蟹すきを食いながら,先日読んだ樋口一葉『大つごもり』のことを考えた。俺みたいな普通のサラリーマンでも日頃それなりに倹約しておればボーナスの出た年末に蟹ぐらいは家族に食わせることができるわけだが,一葉の『大つごもり』に登場する女主人公・お峯の係累は,年末の借金返済の工面に汲々として,幼い子供にも稼業の無理な手伝いをさせてさえいる。富貴ならずとも,貧困だけは避けなくてはならぬと痛いくらいに思わせられる。

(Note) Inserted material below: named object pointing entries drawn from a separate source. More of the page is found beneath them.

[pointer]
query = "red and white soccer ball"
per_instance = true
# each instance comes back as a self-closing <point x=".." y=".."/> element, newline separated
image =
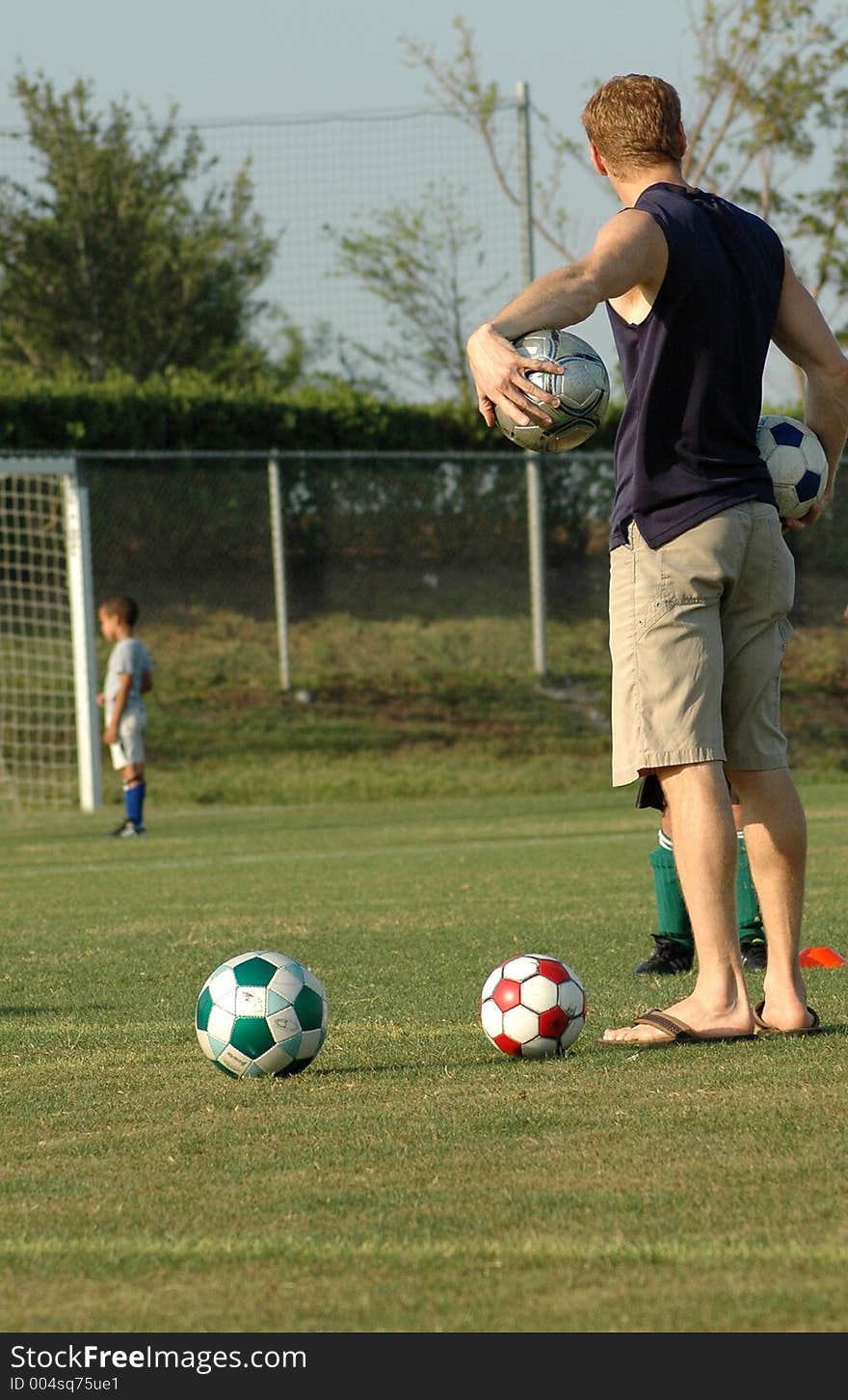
<point x="532" y="1006"/>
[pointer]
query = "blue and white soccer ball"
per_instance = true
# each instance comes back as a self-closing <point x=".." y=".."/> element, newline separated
<point x="584" y="392"/>
<point x="262" y="1012"/>
<point x="795" y="461"/>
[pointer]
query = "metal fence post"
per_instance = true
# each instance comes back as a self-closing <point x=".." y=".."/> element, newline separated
<point x="278" y="559"/>
<point x="533" y="467"/>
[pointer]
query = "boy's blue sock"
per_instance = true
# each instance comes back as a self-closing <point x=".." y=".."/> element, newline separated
<point x="133" y="801"/>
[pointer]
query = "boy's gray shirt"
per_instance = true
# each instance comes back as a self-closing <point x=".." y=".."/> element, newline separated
<point x="132" y="657"/>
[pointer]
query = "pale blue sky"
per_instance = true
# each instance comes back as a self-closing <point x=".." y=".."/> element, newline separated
<point x="257" y="58"/>
<point x="226" y="59"/>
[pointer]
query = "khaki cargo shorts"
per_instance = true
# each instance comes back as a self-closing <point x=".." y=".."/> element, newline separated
<point x="697" y="635"/>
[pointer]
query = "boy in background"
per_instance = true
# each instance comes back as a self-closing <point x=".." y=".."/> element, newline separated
<point x="675" y="945"/>
<point x="129" y="675"/>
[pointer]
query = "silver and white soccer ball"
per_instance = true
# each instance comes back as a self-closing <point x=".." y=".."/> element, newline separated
<point x="262" y="1012"/>
<point x="532" y="1006"/>
<point x="795" y="461"/>
<point x="584" y="392"/>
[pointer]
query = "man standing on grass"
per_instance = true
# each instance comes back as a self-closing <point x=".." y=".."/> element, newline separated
<point x="702" y="579"/>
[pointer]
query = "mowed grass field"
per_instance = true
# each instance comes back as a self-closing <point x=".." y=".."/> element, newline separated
<point x="411" y="1179"/>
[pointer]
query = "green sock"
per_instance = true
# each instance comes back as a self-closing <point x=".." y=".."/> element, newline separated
<point x="671" y="906"/>
<point x="748" y="904"/>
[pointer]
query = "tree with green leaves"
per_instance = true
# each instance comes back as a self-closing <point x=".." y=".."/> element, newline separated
<point x="124" y="256"/>
<point x="771" y="95"/>
<point x="423" y="263"/>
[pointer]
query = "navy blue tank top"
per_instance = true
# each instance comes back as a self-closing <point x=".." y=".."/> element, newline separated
<point x="693" y="370"/>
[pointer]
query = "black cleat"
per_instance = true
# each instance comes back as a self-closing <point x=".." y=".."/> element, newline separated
<point x="668" y="957"/>
<point x="755" y="954"/>
<point x="130" y="829"/>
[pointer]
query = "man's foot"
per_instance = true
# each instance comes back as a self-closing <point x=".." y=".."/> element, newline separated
<point x="687" y="1019"/>
<point x="755" y="954"/>
<point x="130" y="829"/>
<point x="669" y="956"/>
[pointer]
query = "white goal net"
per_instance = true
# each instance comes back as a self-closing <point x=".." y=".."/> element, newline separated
<point x="49" y="742"/>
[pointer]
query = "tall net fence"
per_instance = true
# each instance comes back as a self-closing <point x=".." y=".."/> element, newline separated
<point x="319" y="178"/>
<point x="362" y="533"/>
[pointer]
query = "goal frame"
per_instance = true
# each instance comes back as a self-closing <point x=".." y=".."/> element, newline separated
<point x="80" y="590"/>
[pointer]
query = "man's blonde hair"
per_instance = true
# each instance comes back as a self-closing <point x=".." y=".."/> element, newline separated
<point x="634" y="122"/>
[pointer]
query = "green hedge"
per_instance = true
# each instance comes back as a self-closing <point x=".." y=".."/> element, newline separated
<point x="191" y="414"/>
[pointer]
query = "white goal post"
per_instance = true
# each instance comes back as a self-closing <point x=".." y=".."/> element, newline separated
<point x="49" y="721"/>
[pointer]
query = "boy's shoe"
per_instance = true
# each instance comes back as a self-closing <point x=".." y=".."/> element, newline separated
<point x="669" y="956"/>
<point x="755" y="954"/>
<point x="130" y="829"/>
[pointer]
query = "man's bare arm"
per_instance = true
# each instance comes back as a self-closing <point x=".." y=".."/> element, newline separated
<point x="630" y="251"/>
<point x="805" y="337"/>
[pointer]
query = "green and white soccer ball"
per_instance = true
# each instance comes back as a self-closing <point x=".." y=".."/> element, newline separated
<point x="262" y="1012"/>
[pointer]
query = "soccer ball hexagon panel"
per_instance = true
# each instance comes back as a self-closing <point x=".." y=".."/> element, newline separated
<point x="532" y="1006"/>
<point x="584" y="392"/>
<point x="262" y="1012"/>
<point x="795" y="461"/>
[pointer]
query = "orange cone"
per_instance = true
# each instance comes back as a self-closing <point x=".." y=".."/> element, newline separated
<point x="822" y="957"/>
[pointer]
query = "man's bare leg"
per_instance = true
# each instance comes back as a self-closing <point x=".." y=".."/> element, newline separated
<point x="705" y="855"/>
<point x="777" y="843"/>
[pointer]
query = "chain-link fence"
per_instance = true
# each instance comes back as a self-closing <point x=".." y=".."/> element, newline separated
<point x="321" y="178"/>
<point x="362" y="533"/>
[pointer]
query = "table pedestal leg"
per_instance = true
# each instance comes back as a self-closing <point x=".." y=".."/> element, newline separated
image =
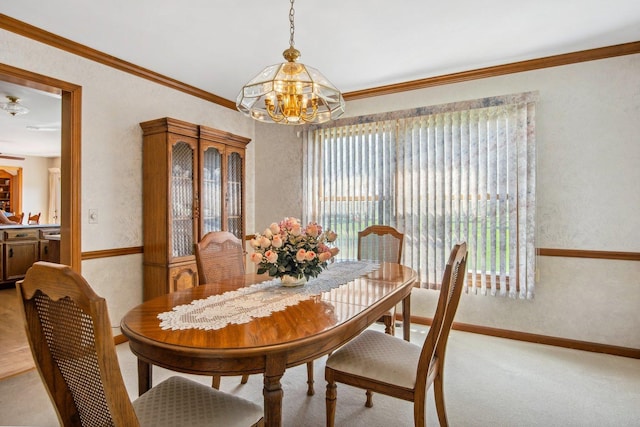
<point x="406" y="318"/>
<point x="272" y="390"/>
<point x="145" y="377"/>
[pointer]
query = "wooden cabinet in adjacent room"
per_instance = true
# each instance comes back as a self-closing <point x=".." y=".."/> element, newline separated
<point x="21" y="250"/>
<point x="193" y="183"/>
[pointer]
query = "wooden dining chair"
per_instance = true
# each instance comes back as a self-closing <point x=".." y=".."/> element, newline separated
<point x="389" y="365"/>
<point x="219" y="256"/>
<point x="33" y="219"/>
<point x="69" y="332"/>
<point x="17" y="218"/>
<point x="382" y="243"/>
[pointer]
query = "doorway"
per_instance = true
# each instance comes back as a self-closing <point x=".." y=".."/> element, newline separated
<point x="71" y="98"/>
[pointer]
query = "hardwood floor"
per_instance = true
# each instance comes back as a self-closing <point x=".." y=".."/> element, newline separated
<point x="16" y="355"/>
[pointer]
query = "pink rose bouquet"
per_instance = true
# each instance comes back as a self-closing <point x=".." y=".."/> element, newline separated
<point x="289" y="249"/>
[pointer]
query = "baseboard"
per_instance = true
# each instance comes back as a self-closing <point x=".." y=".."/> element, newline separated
<point x="538" y="339"/>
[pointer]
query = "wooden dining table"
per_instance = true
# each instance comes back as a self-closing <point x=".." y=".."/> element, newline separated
<point x="269" y="345"/>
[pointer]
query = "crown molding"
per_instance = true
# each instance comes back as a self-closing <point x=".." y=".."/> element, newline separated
<point x="34" y="33"/>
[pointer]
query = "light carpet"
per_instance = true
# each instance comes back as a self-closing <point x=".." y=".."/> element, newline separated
<point x="488" y="382"/>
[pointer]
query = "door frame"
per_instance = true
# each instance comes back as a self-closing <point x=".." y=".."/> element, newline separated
<point x="70" y="158"/>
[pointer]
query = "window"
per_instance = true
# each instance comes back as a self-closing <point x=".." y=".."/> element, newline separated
<point x="442" y="174"/>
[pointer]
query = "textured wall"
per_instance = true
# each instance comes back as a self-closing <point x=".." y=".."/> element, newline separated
<point x="113" y="105"/>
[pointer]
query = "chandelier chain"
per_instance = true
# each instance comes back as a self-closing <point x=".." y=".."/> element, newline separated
<point x="292" y="26"/>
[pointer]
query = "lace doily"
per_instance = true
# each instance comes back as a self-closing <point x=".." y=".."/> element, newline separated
<point x="259" y="300"/>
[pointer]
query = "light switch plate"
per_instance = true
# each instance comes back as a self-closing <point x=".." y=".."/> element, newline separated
<point x="93" y="216"/>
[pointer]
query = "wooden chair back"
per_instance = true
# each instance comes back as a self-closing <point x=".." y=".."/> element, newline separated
<point x="219" y="255"/>
<point x="17" y="218"/>
<point x="381" y="243"/>
<point x="431" y="363"/>
<point x="33" y="219"/>
<point x="69" y="332"/>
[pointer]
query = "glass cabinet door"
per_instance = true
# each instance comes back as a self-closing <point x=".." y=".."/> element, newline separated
<point x="234" y="194"/>
<point x="182" y="200"/>
<point x="211" y="190"/>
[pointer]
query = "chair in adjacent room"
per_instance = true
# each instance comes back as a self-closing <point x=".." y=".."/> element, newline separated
<point x="33" y="219"/>
<point x="382" y="243"/>
<point x="385" y="364"/>
<point x="17" y="218"/>
<point x="69" y="332"/>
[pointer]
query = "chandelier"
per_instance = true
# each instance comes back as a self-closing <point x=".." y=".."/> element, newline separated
<point x="13" y="107"/>
<point x="290" y="93"/>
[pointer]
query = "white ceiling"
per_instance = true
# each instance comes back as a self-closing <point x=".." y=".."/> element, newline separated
<point x="217" y="46"/>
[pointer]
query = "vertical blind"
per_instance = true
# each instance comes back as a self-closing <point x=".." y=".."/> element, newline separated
<point x="440" y="175"/>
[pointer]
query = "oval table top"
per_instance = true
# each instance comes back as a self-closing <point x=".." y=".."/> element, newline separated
<point x="298" y="334"/>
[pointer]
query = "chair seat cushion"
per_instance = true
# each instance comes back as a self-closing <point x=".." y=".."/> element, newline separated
<point x="380" y="357"/>
<point x="178" y="401"/>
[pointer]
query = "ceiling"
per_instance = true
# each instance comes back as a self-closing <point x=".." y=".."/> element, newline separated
<point x="217" y="46"/>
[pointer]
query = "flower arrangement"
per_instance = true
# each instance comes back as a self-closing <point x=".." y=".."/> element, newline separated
<point x="289" y="249"/>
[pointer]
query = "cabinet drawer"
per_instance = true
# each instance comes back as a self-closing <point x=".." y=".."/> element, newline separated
<point x="12" y="235"/>
<point x="45" y="233"/>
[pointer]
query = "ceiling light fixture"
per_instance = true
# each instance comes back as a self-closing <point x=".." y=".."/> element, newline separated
<point x="14" y="107"/>
<point x="290" y="93"/>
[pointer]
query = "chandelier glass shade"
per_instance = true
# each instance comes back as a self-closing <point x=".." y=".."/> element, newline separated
<point x="290" y="93"/>
<point x="13" y="107"/>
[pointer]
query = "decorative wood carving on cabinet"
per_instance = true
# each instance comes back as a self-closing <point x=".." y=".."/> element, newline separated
<point x="193" y="183"/>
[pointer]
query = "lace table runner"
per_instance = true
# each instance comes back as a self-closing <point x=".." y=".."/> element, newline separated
<point x="259" y="300"/>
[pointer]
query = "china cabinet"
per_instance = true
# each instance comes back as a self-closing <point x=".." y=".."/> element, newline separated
<point x="193" y="183"/>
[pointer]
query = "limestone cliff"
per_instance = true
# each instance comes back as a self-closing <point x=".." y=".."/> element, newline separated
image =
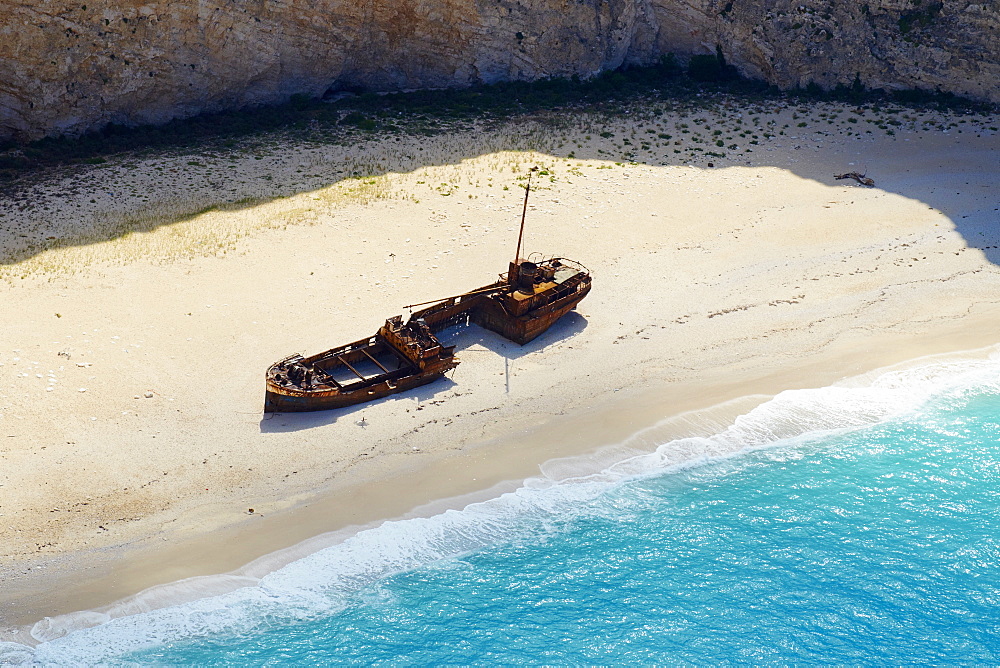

大つごもりはお峯の育ての恩人・伯父夫婦の借金返済期限であり,二円が工面できなければ彼らはにっちもさっちも行かないことになる — この追い込まれた事態がお峯に,奉公先の引出しの二十円入り封印から二円をくすねさせてしまう。家の御新造がその封印を確かめようとし,お峯は盗みが露見する罪悪感から舌を噛み切って死ぬるかと覚悟を決める。果たして,家の放蕩息子・石之助が封印ごと持ち去って「拝借致し候」との書き置きを残してあった。石之助の行為によってお峯の罪の詮議がなされずに物語は終わる。罪が別の罪で覆い隠されるどんでん返しが面白いのだが,「お峯さん,助かってよかったね」ではすまされない,貧困に喘ぐ者の罪・その罪悪感の哀れさ,寂寥感に,読者は打ちのめされる。

ところで,石之助の性格造形はちょっとアンチ・ヒーロー風で興味深い。彼は,総領息子でありながら継母との関係で疎まれ,家督を継がせてもらえないことへの不満から,十代半ば以来,思いのままに道楽を尽くす放蕩息子である。一方で「男振にがみありて利発らしき眼ざし,色は黒けれど好き様子とて四隣の娘どもが風説も聞えけ」るような,苦みばしった,頭のよさそうな色男でもある。彼は遊ぶ金をせびりに実家に帰ったわけだが,どうも,お峯の盗みを感知した上で,気を利かせて,その罪を覆い隠すように残り金すべてをくすねていったようなところがある。だって,すでに金をせびる目的は遂げたはずなのに,こちらも拝借などとわざわざ書き置きまで残して自分の仕業であることを言明しているからである。

樋口一葉の作品に登場する男はぞっとしないのが多い。そのなかで石之助は,思うに,ちょっと粋なワルの風情によって,暗澹たる作品にほろ苦い笑いを添えてくれる珍しい登場人物である。